+5
yirmi dört biterken biraz konuşasım var.
geçen hafta ayaz öldü. sevdiğimiz insanlar ölünce, bir gün onlarla tekrar buluşacağımız tesellisini telkin eden dinler, neden bu konuda sessiz kaldı?
ayaz'ı da yanıma alıp sık sık ava çıkardım. en yakın insanın kilometrelerce uzakta olduğu bomboş arazilerde elime tüfeğimi alıp, en yakın insanın kilometrelerce uzakta olacağını düşünen kuşları öldürmeye giderdim. sadece orada görünmez değildim ben, yalnızca orada kaçması gerek ben değildim. sıradan hayatımda yaşadığım görünmez olma zorunluluğumu paylaşan canlıları öldürmek için orada olurdum. yoksa ben miydim öldürmek istediğim aslında?
geçen hafta da aynı hevesle yola çıktım. yanıma ayazı da almıştım. özgürlüğüne çok düşkündü, arabadan iner inmez gözden kaybolurdu. benden mi kaçıyordu yoksa aylarca küçücük bir alana tıkılmış olmanın verdiği bıkkınlık mıydı bu?
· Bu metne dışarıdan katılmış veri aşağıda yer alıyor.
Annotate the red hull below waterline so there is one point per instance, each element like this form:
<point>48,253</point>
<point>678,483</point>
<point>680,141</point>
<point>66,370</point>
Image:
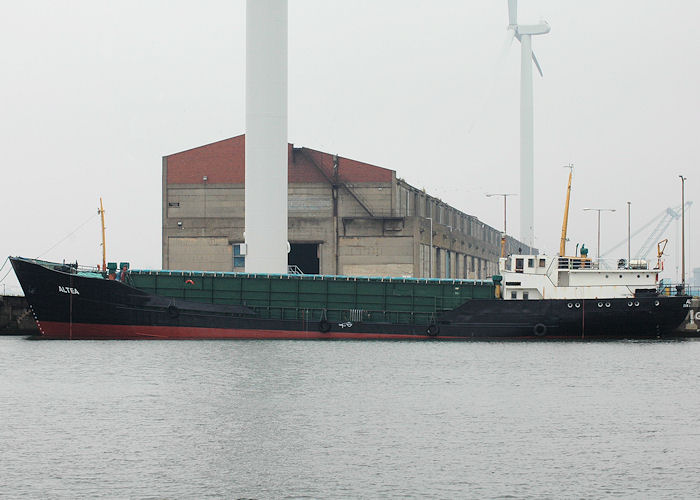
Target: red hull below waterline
<point>83,331</point>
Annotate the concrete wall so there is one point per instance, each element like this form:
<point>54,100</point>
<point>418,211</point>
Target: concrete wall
<point>364,219</point>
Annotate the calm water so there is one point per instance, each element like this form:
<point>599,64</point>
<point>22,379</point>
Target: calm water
<point>276,419</point>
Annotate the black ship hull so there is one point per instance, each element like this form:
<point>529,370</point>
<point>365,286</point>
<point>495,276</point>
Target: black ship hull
<point>67,305</point>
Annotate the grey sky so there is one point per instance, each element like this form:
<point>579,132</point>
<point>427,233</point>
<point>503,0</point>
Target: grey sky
<point>95,93</point>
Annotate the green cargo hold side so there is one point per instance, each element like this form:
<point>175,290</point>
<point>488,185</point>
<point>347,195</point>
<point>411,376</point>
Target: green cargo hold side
<point>311,297</point>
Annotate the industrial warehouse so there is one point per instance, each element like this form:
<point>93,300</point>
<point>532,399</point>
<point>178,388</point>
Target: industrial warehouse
<point>345,218</point>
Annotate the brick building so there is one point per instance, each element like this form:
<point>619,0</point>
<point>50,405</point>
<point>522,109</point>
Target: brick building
<point>345,217</point>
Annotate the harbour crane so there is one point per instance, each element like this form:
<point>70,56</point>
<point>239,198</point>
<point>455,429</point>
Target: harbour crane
<point>660,222</point>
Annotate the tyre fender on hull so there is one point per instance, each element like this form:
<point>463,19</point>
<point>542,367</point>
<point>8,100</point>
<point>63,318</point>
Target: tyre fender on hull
<point>173,312</point>
<point>540,329</point>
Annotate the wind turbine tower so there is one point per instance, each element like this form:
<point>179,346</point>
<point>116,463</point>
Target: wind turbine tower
<point>266,137</point>
<point>524,35</point>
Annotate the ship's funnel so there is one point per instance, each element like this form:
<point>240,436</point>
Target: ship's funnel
<point>266,137</point>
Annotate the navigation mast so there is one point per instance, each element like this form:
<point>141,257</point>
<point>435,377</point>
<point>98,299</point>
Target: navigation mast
<point>101,211</point>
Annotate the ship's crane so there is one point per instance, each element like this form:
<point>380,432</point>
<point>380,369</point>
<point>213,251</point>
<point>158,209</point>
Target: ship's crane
<point>660,223</point>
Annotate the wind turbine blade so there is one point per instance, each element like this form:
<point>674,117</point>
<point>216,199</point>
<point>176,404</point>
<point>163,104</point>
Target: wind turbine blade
<point>534,59</point>
<point>512,12</point>
<point>509,39</point>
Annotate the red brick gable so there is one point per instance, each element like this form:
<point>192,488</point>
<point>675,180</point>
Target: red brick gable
<point>223,162</point>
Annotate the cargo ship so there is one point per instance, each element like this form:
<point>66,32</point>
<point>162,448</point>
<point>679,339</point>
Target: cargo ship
<point>534,297</point>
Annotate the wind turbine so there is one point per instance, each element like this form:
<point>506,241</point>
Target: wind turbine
<point>524,33</point>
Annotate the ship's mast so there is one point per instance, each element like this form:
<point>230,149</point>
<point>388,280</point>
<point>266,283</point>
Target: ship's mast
<point>562,244</point>
<point>101,211</point>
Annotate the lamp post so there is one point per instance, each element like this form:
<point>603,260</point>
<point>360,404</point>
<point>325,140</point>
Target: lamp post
<point>599,210</point>
<point>629,238</point>
<point>505,218</point>
<point>683,179</point>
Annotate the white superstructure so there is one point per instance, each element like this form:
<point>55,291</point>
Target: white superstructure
<point>536,277</point>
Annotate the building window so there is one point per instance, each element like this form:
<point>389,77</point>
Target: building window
<point>238,257</point>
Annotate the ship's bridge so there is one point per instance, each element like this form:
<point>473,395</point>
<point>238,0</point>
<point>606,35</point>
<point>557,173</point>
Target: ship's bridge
<point>528,277</point>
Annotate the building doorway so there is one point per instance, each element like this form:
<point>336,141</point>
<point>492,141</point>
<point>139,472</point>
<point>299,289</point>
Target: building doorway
<point>305,257</point>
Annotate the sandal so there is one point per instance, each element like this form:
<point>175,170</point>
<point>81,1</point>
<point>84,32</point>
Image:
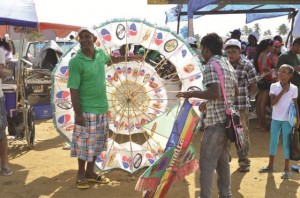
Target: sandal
<point>82,184</point>
<point>244,168</point>
<point>266,170</point>
<point>286,175</point>
<point>6,172</point>
<point>101,179</point>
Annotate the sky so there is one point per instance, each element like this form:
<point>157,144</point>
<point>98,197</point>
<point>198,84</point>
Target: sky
<point>92,12</point>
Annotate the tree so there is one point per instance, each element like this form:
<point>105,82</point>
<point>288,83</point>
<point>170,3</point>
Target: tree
<point>268,32</point>
<point>282,29</point>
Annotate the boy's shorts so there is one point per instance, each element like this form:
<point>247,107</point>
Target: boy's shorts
<point>91,140</point>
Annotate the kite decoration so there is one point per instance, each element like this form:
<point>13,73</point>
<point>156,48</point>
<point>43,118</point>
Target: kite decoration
<point>178,159</point>
<point>141,93</point>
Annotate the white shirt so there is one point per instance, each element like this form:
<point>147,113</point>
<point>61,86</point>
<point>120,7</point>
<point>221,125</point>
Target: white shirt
<point>2,61</point>
<point>281,108</point>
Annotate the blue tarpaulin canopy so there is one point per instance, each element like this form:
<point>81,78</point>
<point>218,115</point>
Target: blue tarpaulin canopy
<point>197,8</point>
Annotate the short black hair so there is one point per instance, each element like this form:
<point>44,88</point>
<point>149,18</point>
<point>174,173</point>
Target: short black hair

uzaktan zorlukla görebileceğim bir yerdeydi. küçük bir üzüm bağına benziyordu orası ancak kimsecikler de yok gibiydi. kısa bir süre sonra bana doğru koşmaya başladı, şüphelenmiştim. ayaz, hep kaçtı benden imkanı olduğunda. koşabildiği kadar koşardı çalıların arasında ama deve dikeni dolu bir tarlaya saptığında anlardım yanıma geleceğini. ayağına batan dikeni çıkarmam için yüzünü düşürürdü. mahçupluk değildi bu, canı yanıyordu. dikenleri temizlerdim, yine de yürümekten çekinirdi, topallardı biraz. cesaret kazansın diye biraz da ben eşlik ederdim koşmasına. şimdi düşünüyorum da, öğretebildiğim tek şey benden kaçmak olmuş. benim de bildiğim tek şey buydu zaten.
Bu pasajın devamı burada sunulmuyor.